The affluent have appeared immune to the impact of high enegy prices, but they may be pinched by the credit crunch, according to Badillo.
“They also are going to have trouble getting credit,” he said. “Refinancing is going to cost them more and take away from their spending. There are already reports about the difficulty in getting a jumo loan. Credit’s just not available for all income segments.”
What's At Stake?
“I think there is fierce competition for consumer dollars,” said Scott Krugman, a vice president at industry trade group, the National Retail Federation.
Retailers receive between 25 percent to 40 precent of their annual sales during the holiday season, according to the NRF. For some categories such as jewelry, the stakes are even higher.
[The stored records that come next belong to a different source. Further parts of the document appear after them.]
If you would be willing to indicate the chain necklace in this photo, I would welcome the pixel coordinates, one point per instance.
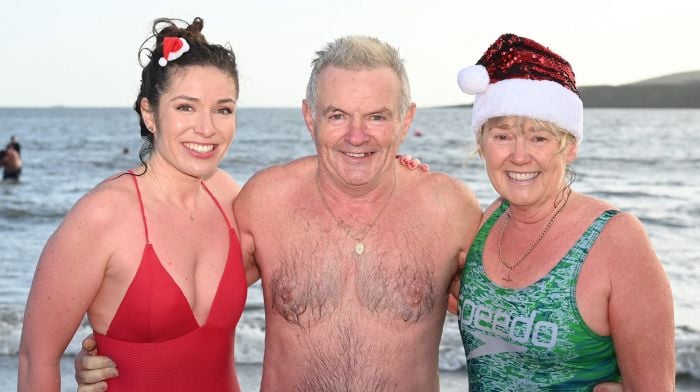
(349, 229)
(511, 267)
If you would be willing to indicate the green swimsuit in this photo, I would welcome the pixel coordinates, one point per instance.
(533, 338)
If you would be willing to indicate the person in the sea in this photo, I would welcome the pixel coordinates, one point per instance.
(14, 143)
(11, 162)
(154, 248)
(560, 290)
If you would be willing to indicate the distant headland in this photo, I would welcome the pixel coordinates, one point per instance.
(680, 90)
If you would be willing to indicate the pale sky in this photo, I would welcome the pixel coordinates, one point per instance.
(83, 53)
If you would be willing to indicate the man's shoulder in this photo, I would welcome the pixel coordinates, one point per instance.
(282, 174)
(280, 179)
(441, 185)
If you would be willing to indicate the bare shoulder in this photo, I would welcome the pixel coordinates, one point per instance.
(106, 200)
(223, 186)
(624, 242)
(274, 183)
(99, 215)
(444, 190)
(278, 177)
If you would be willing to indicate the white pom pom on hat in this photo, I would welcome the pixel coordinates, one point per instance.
(473, 79)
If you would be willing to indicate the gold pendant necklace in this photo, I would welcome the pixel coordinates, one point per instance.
(348, 229)
(506, 220)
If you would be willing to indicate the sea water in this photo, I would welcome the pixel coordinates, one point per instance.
(642, 161)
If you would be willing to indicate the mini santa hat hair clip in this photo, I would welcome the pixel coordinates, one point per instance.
(519, 77)
(173, 47)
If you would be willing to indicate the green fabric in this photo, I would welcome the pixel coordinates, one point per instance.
(533, 338)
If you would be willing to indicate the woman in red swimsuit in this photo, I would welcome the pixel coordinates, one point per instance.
(156, 257)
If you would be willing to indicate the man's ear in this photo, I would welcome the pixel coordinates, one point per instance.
(407, 121)
(571, 152)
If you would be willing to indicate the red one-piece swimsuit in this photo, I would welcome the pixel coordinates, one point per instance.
(155, 339)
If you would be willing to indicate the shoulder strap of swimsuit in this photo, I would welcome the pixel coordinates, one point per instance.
(593, 231)
(143, 213)
(217, 204)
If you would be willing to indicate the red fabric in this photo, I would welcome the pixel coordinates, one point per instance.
(515, 57)
(155, 339)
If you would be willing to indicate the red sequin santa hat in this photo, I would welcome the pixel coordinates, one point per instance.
(519, 77)
(173, 47)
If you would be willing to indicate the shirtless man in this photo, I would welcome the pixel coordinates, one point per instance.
(355, 253)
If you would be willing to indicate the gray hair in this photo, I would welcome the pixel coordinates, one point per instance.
(355, 53)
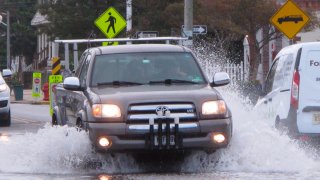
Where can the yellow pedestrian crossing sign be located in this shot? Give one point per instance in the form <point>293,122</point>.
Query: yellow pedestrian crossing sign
<point>111,23</point>
<point>289,19</point>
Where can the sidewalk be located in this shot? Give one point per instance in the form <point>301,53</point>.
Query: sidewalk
<point>28,99</point>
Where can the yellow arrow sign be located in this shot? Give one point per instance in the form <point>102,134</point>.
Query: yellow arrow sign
<point>111,23</point>
<point>289,19</point>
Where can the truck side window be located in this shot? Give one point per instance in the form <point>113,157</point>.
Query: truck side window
<point>270,77</point>
<point>84,71</point>
<point>82,58</point>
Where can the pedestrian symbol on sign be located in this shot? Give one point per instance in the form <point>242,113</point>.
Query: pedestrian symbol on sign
<point>112,20</point>
<point>111,23</point>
Last year, jewelry stores ran up 31.2% of their annual sales during the holidays.
“It really has to be innovative merchandising, compelling promotional strategies to drive traffic and conversion,” said Jeff Klinefelter, an analyst at Piper Jaffray. “Ultimately, it comes down to having something unique and differentiated for the consumer. It’s really not about buying more of the same thing they bought last year.”
Many of the promotional strategies are aimed at driving traffic in the stores. For example, Wal-Mart and other retailers are allowing customers to receive free shipping on online purchases if they pick up the goods at their local stores.
This strategy may be beneficial for both the consumer and the retailer. The consumer saves on shipping, but the retailer has a chance to win incremental sales once shoppers enter the store.
Some retailers such as Best Buy are trying to go beyond simply price-cutting to find ways to build loyalty or provide better customer service.
Best Buy had special shopping events for its best customers. It also put extra effort into staff training this year. A third of Best Buy’s staff is being cross-trained so they can demonstrate how the various gadgets work with each other. This might mean showing a customer how to upload pictures from a digital camera to a computer. Best Buy also staged Black Friday dress rehearsals for it workers.
One reason for this is consumers are better able to arm themselves with information on price. If retailers are equally competitive, consumer loyalty or a reputation for better service will give them an edge.